Tunisia: la speranza di un popolo

Intervista di SIR Europa con l’Arcivescovo di Tunisi

Tunisi – “Bisogna essere ottimisti. Non si deve avere paura”. Mons. Maroun Lahham, Arcivescovo di Tunisi, dice di credere in un futuro migliore per il suo Paese e di sperare che le prossime elezioni a fine estate possano finalmente portare la democrazia in Tunisia. Maria Chiara Biagioni lo ha intervistato per SIR Europa anche sugli sbarchi a Lampedusa e sulla situazione economica nel Paese.

 
Come Arcivescovo di Tunisi, che impressione le fanno gli sbarchi a Lampedusa?
“In Libia oggi si sta morendo e poi c’è una chiara ed esplicita volontà politica di Gheddafi che ha minacciato l’Europa di rispondere alla guerra con un via libera in massa di immigrati. In Tunisia ovviamente non c’è stata questa volontà politica perversa. I giovani tunisini e i maghrebini, in generale, hanno alimentato per tanti anni il sogno di venire in Italia, in Francia o in Germania. Ultimamente dopo la rivoluzione, oltre alla disoccupazione che già profondamente colpiva la popolazione, si è aggiunto il drastico calo del turismo che occupava mezzo milione di giovani. Insomma, oggi ci troviamo con mezzo milione di giovani senza lavoro. Mezzo milione di giovani vuol dire mezzo milione di famiglie e mezzo milione di famiglie sono almeno 2 milioni di persone. E cioè il 30% della popolazione tunisina. E allora i giovani che si sono ritrovati a vivere in questa situazione, fuggono. La frontiera è meno sorvegliata perché le forze dell’ordine si sono concentrate nelle città. E forse anche nelle autorità tunisine non c’è una volontà politica per porre fine a questa situazione in quanto sono piuttosto preoccupate dall’economia che non riparte e dal turismo che si è completamente fermato”.
In Europa si dice che in Tunisia la situazione economica non è così drammatica da giustificare tutta questa fuga? Lei cosa ha da dire?
“Non è drammatica dal punto di vista della sicurezza, ma dal punto di vista economico sì. L’economia è al collasso. Il turismo è al collasso. Forse è difficile capire cosa significa il turismo per la Tunisia. Il Paese, con 10 milioni di abitanti, aveva 7 milioni di turisti l’anno. Si pensi a quante persone lavoravano negli alberghi, nei ristoranti, nei villaggi turistici.

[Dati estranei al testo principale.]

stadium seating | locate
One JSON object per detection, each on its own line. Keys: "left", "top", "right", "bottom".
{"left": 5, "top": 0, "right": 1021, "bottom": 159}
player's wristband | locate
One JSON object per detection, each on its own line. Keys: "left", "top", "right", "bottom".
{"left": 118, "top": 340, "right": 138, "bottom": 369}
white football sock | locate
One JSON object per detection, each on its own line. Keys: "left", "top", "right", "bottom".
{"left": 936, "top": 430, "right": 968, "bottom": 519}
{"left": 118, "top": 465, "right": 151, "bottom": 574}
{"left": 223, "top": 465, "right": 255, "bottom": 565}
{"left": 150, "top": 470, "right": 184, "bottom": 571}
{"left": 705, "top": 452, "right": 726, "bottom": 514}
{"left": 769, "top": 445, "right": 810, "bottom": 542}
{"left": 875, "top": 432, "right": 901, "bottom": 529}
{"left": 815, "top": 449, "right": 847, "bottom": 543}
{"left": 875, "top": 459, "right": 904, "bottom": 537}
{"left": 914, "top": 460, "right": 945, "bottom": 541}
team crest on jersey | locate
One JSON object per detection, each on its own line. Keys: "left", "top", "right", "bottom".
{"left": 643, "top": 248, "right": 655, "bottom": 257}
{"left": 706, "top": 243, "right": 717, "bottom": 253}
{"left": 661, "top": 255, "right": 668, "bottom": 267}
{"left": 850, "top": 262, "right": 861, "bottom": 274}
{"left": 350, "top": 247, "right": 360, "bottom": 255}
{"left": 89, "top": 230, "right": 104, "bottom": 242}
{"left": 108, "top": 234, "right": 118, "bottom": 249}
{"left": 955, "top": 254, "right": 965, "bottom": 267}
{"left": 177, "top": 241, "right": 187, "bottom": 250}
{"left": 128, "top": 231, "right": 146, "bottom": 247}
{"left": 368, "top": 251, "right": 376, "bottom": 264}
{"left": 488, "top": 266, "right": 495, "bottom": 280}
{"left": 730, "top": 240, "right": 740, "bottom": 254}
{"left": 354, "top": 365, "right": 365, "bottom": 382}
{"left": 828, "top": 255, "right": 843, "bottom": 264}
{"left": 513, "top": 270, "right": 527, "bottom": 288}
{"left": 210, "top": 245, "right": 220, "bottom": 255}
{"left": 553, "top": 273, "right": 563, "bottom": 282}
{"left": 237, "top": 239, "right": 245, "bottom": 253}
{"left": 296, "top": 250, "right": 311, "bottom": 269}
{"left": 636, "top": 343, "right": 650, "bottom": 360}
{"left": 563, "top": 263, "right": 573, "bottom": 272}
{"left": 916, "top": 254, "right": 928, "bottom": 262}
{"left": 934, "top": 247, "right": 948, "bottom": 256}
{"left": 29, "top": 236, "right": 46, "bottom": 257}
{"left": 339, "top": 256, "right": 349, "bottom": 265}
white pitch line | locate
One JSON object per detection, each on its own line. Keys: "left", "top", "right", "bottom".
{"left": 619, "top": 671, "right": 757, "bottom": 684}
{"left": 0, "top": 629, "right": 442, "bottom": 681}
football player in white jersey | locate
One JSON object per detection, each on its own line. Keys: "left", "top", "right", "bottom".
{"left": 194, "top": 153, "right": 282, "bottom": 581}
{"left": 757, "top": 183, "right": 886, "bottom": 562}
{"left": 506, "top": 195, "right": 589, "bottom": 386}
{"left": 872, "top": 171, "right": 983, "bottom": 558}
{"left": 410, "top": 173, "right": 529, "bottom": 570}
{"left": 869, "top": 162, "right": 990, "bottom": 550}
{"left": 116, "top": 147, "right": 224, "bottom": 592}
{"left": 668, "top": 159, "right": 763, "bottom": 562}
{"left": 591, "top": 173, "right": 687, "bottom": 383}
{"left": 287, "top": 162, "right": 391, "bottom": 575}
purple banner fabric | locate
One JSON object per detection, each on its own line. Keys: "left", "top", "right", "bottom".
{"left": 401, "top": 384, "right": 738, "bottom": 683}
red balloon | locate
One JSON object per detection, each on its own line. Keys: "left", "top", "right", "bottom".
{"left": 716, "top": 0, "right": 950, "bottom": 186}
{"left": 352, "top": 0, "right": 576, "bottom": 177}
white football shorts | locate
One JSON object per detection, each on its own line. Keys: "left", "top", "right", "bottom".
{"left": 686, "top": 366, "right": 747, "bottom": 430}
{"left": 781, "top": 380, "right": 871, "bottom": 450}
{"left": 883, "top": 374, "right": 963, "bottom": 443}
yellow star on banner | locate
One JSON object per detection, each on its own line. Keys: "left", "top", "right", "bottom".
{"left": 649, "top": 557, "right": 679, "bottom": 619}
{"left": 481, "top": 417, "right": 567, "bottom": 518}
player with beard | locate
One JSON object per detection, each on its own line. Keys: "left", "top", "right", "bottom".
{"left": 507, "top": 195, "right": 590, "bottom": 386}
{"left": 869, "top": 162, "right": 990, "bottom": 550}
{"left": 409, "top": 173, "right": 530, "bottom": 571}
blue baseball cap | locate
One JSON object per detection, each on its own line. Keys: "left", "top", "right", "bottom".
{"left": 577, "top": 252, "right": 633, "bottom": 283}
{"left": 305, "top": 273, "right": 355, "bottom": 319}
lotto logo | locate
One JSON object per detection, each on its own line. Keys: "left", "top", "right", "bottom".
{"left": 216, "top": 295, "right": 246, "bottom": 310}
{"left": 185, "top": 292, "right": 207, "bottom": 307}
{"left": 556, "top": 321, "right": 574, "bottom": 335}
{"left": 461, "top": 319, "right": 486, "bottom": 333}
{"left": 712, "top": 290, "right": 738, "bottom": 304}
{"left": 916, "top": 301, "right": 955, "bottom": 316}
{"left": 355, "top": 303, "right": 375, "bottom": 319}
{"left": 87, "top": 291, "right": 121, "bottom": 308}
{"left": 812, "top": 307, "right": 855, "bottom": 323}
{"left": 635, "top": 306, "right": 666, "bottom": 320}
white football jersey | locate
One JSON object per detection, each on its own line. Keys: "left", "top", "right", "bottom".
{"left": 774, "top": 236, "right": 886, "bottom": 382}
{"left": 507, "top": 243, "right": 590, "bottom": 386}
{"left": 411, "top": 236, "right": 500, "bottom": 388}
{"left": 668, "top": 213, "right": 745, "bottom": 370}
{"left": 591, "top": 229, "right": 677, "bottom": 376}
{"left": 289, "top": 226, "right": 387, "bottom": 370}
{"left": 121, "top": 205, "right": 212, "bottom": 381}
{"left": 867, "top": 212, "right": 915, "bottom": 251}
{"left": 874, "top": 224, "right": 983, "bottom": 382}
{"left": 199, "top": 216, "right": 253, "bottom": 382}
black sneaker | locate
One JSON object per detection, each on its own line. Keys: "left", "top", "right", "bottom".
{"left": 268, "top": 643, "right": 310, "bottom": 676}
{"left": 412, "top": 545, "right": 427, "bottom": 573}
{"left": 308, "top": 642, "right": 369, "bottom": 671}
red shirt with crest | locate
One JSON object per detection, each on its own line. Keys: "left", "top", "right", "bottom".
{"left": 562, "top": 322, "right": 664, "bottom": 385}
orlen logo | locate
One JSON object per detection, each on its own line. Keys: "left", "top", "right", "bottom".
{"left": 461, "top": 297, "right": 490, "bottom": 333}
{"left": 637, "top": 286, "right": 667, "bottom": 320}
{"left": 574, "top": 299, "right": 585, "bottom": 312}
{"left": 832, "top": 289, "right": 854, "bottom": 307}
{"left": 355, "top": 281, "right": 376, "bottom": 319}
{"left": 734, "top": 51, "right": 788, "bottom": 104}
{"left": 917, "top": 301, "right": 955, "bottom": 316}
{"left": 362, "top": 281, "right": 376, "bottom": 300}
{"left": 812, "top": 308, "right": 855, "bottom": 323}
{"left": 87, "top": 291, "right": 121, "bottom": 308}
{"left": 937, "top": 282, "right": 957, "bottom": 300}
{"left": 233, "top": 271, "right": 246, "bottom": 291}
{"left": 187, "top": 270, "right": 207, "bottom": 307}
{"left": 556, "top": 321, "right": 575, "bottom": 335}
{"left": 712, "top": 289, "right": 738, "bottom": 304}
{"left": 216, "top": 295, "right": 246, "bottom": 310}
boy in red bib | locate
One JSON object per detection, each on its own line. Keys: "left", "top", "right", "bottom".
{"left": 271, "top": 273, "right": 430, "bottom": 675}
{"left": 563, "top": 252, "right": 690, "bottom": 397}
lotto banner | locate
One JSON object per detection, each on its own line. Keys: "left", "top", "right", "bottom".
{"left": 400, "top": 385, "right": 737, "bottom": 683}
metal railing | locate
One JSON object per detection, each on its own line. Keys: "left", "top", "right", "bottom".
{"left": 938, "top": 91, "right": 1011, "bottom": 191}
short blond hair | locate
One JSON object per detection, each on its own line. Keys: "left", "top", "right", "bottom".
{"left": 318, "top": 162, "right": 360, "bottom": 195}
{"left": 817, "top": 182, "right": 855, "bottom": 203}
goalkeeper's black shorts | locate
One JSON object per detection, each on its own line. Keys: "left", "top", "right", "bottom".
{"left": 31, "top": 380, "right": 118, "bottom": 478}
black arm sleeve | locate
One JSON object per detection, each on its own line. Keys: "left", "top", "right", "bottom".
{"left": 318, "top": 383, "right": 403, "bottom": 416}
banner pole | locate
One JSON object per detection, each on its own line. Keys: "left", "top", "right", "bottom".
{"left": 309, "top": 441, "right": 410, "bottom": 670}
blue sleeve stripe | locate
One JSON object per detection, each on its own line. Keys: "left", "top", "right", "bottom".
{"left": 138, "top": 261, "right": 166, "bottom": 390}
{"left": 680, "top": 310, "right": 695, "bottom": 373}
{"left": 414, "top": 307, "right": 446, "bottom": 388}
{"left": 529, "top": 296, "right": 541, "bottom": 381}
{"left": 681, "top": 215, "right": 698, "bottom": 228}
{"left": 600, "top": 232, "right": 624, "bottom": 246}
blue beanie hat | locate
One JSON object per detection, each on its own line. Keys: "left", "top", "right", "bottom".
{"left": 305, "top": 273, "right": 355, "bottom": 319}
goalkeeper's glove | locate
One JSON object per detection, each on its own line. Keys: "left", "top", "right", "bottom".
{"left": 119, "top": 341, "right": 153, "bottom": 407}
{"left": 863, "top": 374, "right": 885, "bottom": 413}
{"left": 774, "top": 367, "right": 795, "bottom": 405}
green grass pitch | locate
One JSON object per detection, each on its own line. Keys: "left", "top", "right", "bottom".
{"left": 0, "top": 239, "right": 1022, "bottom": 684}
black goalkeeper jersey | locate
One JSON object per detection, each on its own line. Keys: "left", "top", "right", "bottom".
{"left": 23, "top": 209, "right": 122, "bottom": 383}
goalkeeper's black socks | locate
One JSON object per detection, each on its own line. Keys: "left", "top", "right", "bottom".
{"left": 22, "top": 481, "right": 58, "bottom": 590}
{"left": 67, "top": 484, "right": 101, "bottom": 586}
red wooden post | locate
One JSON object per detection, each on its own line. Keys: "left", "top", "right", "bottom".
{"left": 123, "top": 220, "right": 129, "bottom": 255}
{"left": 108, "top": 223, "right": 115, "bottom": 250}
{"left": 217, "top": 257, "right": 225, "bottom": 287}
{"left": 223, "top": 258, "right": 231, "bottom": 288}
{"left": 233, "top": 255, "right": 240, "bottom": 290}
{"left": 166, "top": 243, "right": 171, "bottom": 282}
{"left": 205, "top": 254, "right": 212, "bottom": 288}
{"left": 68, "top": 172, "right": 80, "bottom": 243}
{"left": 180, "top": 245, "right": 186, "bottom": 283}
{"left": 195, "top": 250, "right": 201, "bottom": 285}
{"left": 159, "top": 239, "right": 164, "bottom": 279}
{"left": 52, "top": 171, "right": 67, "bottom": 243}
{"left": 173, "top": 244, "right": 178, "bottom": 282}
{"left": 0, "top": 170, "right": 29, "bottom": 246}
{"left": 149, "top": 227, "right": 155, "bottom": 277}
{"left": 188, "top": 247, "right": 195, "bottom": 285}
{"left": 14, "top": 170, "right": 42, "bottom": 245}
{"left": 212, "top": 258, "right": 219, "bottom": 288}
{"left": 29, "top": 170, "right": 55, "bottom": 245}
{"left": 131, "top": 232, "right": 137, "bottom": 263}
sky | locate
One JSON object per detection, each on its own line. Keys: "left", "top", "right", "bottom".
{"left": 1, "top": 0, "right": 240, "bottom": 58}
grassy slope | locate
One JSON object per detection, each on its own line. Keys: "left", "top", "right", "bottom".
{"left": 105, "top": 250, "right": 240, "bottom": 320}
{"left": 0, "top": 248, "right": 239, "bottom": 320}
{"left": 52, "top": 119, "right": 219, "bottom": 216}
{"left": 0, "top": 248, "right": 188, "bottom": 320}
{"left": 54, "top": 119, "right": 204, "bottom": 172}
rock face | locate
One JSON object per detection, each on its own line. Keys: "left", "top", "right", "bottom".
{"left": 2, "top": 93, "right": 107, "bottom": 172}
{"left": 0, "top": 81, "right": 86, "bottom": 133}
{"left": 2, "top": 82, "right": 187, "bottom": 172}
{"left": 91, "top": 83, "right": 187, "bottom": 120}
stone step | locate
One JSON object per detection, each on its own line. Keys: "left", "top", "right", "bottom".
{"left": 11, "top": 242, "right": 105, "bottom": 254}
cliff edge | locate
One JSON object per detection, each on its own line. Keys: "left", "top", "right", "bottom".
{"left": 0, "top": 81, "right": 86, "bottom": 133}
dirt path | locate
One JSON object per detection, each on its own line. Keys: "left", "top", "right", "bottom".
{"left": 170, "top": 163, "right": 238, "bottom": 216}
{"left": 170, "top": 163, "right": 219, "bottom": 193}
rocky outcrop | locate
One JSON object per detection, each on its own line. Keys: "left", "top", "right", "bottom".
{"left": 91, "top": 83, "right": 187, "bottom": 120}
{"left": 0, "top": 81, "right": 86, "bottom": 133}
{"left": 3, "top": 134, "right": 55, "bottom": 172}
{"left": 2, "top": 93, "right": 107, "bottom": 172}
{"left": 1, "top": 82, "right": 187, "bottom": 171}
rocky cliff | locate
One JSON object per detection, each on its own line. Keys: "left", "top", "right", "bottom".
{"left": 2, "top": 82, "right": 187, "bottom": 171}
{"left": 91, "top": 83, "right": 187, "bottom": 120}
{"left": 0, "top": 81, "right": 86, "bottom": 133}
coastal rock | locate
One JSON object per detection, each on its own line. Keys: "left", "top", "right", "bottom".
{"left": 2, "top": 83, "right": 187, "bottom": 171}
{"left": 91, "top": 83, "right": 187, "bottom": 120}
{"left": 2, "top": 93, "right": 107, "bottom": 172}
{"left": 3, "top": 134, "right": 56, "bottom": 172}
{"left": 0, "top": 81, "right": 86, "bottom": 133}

Tutto un mondo ruotava e viveva attorno al turismo. La situazione quindi da questo punto di vista è drammatica. Certo, nessuno muore di fame. Ma morire di fame è una cosa, la speranza di vivere una vita dignitosa è un diritto. Non è mia competenza analizzare la questione dal punto di vista giuridico o politico. Da pastore però ho a cuore il punto di vista umano di questa situazione. Per me questi giovani che lasciano la Tunisia, sono figli di Dio. È gente che cerca un lavoro. Non sono delinquenti, mafiosi, terroristi, non sono integralisti”.
E in Tunisia come si vivono gli sbarchi a Lampedusa?
“A questo proposito, voglio dire una cosa. Da quando è scoppiata la guerra in Libia, i tunisini hanno accolto 250.000 libici o immigrati africani che erano in Libia e sono dovuti scappare dal Paese perché è in guerra. E la Tunisia li ha accolti, ha dato loro da mangiare per tre/quattro mesi. Questo fa parte dell’ospitalità araba”.
Vuol dire che l’Italia non è stata altrettanto generosa?
“Se è per questo allora non lo è stata neanche la Francia, ma questa è l’opinione di un pastore della Chiesa, non di un politico o di un giurista”.
Perché si ha paura?
“Credo che se fossero stati polacchi, forse non ci sarebbero state queste reazioni. Forse è anche l’appartenenza all’Islam che mette paura”.
Ha un appello per l’Europa?
“L’Europa si salva finché è fedele alle sue origini e le origini dell’Europa sono cristiane. Uno dei valori cristiani più forti è la condivisione, la solidarietà. Apritevi allora al fratello che si trova in difficoltà anche se diverso”.
In che cosa spera oggi per la Tunisia?
“Che il Paese sia il pioniere di un regime democratico in tutto il mondo arabo musulmano. La mia speranza è che la Tunisia riesca – inshallah – ad avviarsi verso elezioni democratiche che permettano la nascita di un regime democratico, che riesca ad affrontare la sfida di promuovere un Islam moderato capace di convivere in uno Stato democratico. È una speranza nella quale credo”.